(About this document: This is an R notebook. As such, it is very informal and contains lots of typos and poorly constructed fragment sentences. It’s purpose is to generate converstation among staff. It’s not suitable for publishing in the Daily Camera.)
We already explored this data set, see here. That batch of analysis/description ended with a list of questions for Will, regarding how to process the data. He provided the following answers:
In this part of the report, I will make the changes described in the Q and A above.
options(stringsAsFactors = FALSE)
library(readxl)
library(tidyr)
library(dplyr)
library(unmarked)
library(ggplot2)
library(rmarkdown)
d <- read_excel('S:/OSMP/ECO_SYSTEMS/WILDLIFE/BIRDS/Distance data analysis/qry.GMAPAllSpp.No.FO.wDistance.and.EnivroData.2017thru2019.xlsx')
# 122 Samples
# 3 years
d2 <- d %>%
filter(!DetectionType %in% c("C", "FT", "FT,0", "FT,C", "FT,O", "O", "O,FT")) %>% # retain `DetectionType` "S" and "V" only
select(Sample_name, Year, BirdSpp, Number, Date, Distance, Angle) %>%
filter(BirdSpp == 'WEME') %>% # retain most abundant bird only
mutate(Number = 1) %>%
drop_na(Distance) %>% # remove any distance values of NA
filter(!(Date > '2018-12-31' & Date < '2019-01-02')) %>% # get rid of jan 1 data (2 rows)

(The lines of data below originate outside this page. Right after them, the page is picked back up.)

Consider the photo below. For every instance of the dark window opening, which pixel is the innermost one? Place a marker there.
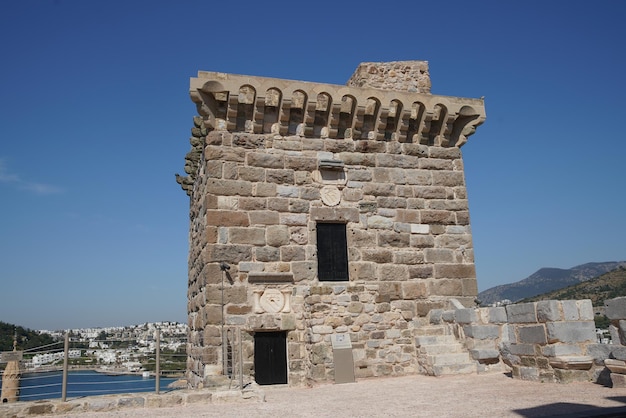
(332, 252)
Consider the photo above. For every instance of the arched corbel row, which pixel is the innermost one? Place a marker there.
(283, 107)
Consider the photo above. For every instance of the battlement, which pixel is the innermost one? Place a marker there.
(260, 105)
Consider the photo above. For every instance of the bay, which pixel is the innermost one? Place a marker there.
(48, 385)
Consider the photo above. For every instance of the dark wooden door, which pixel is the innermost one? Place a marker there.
(270, 358)
(332, 252)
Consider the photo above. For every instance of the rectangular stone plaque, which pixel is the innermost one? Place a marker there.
(7, 356)
(340, 341)
(256, 277)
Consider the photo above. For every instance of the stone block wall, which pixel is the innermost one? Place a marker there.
(259, 190)
(543, 341)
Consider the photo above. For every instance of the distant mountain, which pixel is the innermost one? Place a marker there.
(607, 286)
(26, 338)
(547, 279)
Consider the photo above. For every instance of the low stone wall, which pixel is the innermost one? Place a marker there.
(128, 401)
(543, 341)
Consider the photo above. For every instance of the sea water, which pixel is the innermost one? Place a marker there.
(49, 385)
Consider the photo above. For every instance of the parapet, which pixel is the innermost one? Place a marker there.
(392, 105)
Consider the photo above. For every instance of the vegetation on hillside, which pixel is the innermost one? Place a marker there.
(26, 338)
(607, 286)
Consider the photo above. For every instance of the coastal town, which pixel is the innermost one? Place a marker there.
(115, 350)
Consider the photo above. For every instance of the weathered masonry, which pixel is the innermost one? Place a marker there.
(322, 211)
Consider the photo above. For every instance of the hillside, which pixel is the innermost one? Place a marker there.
(26, 338)
(546, 280)
(607, 286)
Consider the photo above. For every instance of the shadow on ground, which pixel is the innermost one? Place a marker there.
(574, 410)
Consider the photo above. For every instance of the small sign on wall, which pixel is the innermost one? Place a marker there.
(340, 341)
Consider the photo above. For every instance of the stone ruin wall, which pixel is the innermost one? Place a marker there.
(256, 198)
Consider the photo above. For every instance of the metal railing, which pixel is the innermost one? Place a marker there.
(76, 368)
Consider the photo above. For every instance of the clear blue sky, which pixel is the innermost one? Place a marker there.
(95, 119)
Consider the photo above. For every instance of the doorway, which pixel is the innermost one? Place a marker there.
(270, 358)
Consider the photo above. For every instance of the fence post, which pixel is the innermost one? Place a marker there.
(66, 349)
(240, 360)
(158, 363)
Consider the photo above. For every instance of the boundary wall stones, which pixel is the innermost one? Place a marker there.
(543, 341)
(273, 158)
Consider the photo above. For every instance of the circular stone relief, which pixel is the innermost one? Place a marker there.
(331, 196)
(272, 301)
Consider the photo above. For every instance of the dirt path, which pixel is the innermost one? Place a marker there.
(492, 395)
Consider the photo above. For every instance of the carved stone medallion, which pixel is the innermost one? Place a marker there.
(272, 301)
(331, 196)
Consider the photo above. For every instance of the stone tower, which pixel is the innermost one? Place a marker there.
(321, 210)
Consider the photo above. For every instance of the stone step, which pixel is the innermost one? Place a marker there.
(441, 348)
(431, 330)
(452, 369)
(448, 359)
(434, 340)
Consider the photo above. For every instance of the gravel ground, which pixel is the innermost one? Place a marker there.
(488, 395)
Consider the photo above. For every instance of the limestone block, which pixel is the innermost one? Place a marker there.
(253, 236)
(379, 222)
(263, 217)
(599, 352)
(585, 310)
(438, 255)
(445, 287)
(529, 373)
(249, 203)
(278, 204)
(264, 189)
(379, 189)
(452, 271)
(548, 310)
(571, 331)
(520, 349)
(619, 352)
(229, 187)
(615, 335)
(618, 380)
(226, 218)
(465, 316)
(252, 174)
(304, 270)
(570, 310)
(435, 316)
(393, 239)
(266, 254)
(560, 349)
(277, 235)
(287, 191)
(400, 161)
(497, 315)
(521, 313)
(616, 366)
(408, 257)
(376, 255)
(616, 308)
(437, 217)
(414, 290)
(448, 178)
(262, 159)
(230, 253)
(420, 272)
(292, 253)
(482, 332)
(485, 354)
(532, 334)
(448, 315)
(335, 214)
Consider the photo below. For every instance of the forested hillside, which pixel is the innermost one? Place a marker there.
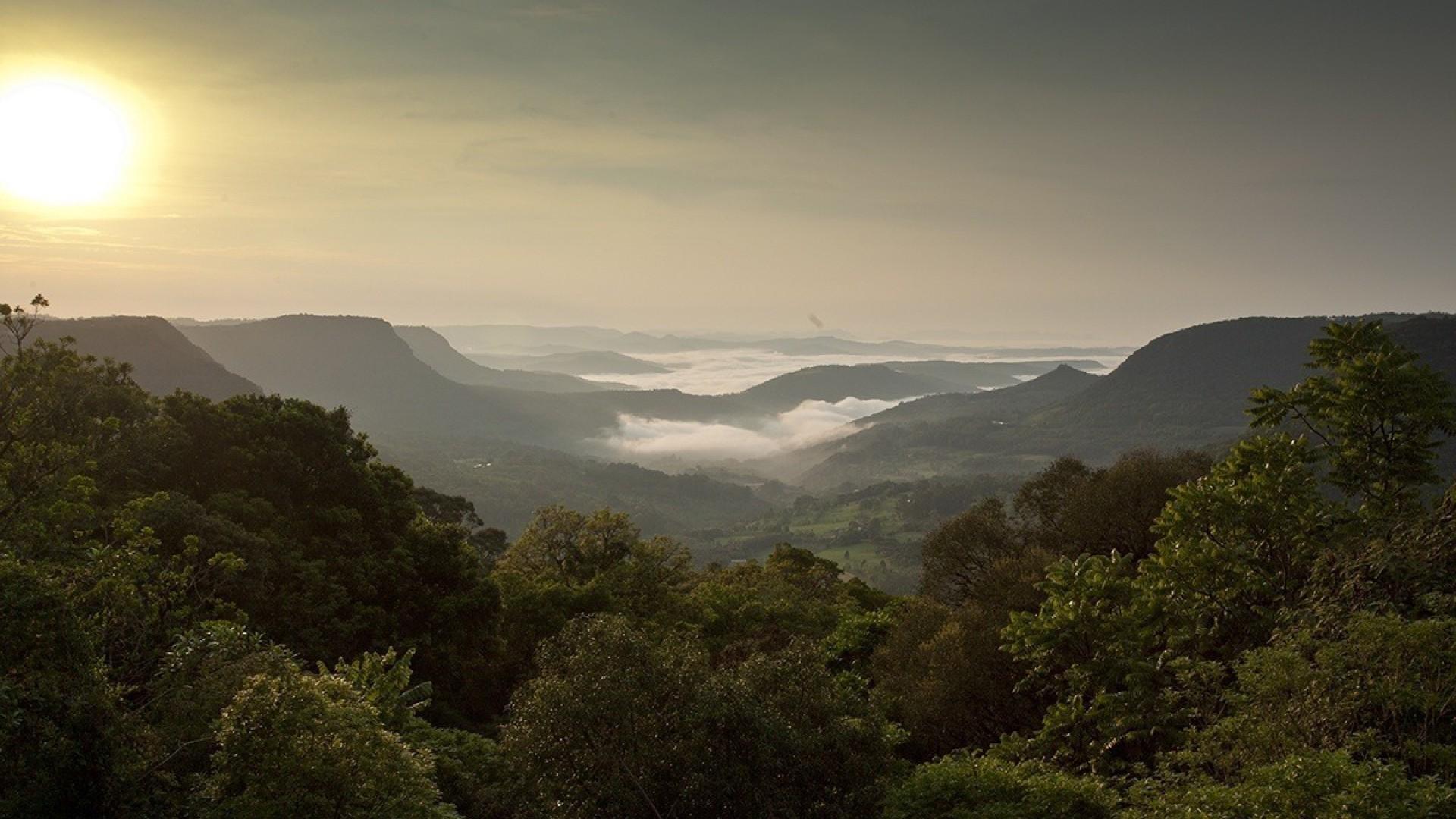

filter(Angle < 91) %>% # remove any data w/angle > 90
mutate(Distance2 = sight2perpdist(Distance, Angle)) %>%
mutate(trans = paste0(Sample_name, '-', Date)) %>% # convert distances to perpendicular
data.frame()
subset(d2, Sample_name == 'NBBM-20')
Here’s on of the transects for WEME. The next bit of code will simplify this down to one record per date and convert it to distance bins that are required for further analysis.
yDat <- formatDistData( # create distance categories (m). Could change these.
d2,
distCol = "Distance2",
transectNameCol = "trans",
dist.breaks = c(0, 50, 100, 150, 200, 250, 300)
)
data.frame(yDat)
632 rows. There are 122 transects total, so if all 6 sample dates (2 visits for each of 3 years) had WEME each year, we’d have 732 rows. Thus, WEME is not on every transect every time, but is present 86% of the times/places.
The columns are the 6 distance bins.
We can have covariates on detection and density. In our previous report, we found that we had cloud, wind, and noise as covariates. I’m guessing we’d want to use these as covariates on detection. We’ll process all 3 covariates, but just use wind in the model, since using all 3 takes a long time. We will use year as the covariate on density.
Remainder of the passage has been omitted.